Wilberg coal mine disaster in Utah
In a message to the meeting, Joel Britton from Oakland, California, who helped lead the party’s work in the unions at the time, wrote, “Members of the Socialist Workers Party aspire to be ‘blood and bone’ with fellow working people in struggle. I know of no better example of this than that of Cecelia Moriarity when faced with the disastrous fire in 1984 at the Wilberg mine in Utah where she was employed.
“Cecelia joined with members of her UMWA local and other miners in the rescue and relief efforts as the deadly fire raged.
“Along with another miner, she wrote articles for the Militant that have stood the test of time, having been reprinted several times as part of insisting, ‘No miner has to die’ as a result of mine bosses’ criminal disregard for safety.”
Mailhot said the SWP recently held a national conference in Ohio under a banner that read “Leading the Working Class to Take Power,” and urging workers to “Join the Socialist Workers Party!” and “Build the Communist Vanguard!” This is the only way forward for humanity, he said.

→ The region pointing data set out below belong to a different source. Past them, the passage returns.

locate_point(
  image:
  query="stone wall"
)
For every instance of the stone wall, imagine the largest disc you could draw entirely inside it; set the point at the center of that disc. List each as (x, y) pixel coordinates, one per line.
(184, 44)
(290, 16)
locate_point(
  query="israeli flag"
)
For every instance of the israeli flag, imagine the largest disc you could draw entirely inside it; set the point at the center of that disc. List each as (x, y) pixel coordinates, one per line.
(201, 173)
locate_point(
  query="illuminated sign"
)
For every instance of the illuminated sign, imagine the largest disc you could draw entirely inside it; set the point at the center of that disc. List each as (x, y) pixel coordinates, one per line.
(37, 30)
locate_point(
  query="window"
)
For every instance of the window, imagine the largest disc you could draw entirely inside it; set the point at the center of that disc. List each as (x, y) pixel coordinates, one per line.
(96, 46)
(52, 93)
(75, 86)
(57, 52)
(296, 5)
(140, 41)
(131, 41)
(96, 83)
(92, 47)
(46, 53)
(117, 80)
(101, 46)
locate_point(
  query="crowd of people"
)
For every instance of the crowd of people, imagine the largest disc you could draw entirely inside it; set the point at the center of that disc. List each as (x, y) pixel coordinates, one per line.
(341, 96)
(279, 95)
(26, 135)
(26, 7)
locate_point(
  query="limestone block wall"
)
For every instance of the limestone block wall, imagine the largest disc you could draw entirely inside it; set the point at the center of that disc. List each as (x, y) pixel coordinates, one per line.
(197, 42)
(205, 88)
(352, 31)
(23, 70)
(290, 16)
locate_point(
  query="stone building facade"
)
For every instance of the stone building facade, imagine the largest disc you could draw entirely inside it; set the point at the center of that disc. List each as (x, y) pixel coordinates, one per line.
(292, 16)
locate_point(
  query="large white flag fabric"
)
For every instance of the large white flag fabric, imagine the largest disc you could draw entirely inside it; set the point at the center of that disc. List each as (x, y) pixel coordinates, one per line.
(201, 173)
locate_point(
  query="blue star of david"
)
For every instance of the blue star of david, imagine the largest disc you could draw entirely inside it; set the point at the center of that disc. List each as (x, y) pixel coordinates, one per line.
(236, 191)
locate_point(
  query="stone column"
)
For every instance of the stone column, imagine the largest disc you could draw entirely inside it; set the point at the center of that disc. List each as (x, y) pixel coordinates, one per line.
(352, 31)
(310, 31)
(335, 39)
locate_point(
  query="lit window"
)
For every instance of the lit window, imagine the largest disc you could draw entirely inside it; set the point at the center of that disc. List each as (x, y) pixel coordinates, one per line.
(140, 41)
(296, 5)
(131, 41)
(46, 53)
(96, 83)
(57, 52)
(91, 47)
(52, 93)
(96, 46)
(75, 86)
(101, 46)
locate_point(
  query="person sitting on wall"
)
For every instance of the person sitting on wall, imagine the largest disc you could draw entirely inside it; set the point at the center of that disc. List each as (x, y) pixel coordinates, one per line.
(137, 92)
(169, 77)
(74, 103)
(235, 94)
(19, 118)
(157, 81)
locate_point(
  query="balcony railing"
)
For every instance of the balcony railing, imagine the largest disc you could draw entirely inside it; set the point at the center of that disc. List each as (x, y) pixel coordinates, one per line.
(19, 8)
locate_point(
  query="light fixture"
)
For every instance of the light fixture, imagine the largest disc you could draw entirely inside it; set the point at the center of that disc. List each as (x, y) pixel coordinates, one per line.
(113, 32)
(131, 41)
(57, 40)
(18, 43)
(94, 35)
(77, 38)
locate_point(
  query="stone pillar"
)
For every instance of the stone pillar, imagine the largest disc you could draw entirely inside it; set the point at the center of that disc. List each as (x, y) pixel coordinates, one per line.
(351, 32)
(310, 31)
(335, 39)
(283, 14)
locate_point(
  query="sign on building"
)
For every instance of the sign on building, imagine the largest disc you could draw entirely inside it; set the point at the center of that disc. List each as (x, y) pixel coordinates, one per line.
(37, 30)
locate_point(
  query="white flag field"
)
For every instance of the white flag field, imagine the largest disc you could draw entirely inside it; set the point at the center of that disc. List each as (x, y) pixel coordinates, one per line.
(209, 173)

“The Wilberg mine disaster is one of the consequences of capitalist rule. An unrelenting drive for profits cost the lives of 27 people in that fire,” said Mailhot. “Capitalism is an entire system built on that same life-destroying course.
“It is a system that sent more than 100,000 miners to their deaths in coal-mining accidents over the past century. It is a system that sent millions to be slaughtered in the first and second imperialist World Wars; it is the system responsible for the annihilation of 6 million Jews in the Holocaust.”
“I remember listening when Cecelia was selling the Militant to someone who questioned the paper’s name,” wrote Charlene Adamson to the meeting. “She said that we call it the Militant because ‘being militant simply means being uncompromising in your principles, and that she was.
“She lived with strength, grace and conviction.”
Meeting organizers asked participants to contribute generously to the Socialist Workers Party in Moriarity’s honor. It had been a matter of pride for Moriarity that she was able to contribute a government “stimulus” check of $600 to the Militant in February. Her note with the check said, “I am so happy to be sending this donation, to help make sure nothing stands in the way of the Militant’s unparalleled coverage of the working class.”
Party supporters organized to lay out some delicious main course dishes, deserts and refreshments, which contributed to the success of the meeting. Over $2,200 was raised in the collection, a testament to Moriarity and the Socialist Workers Party, the party she dedicated herself to build to the end of her life.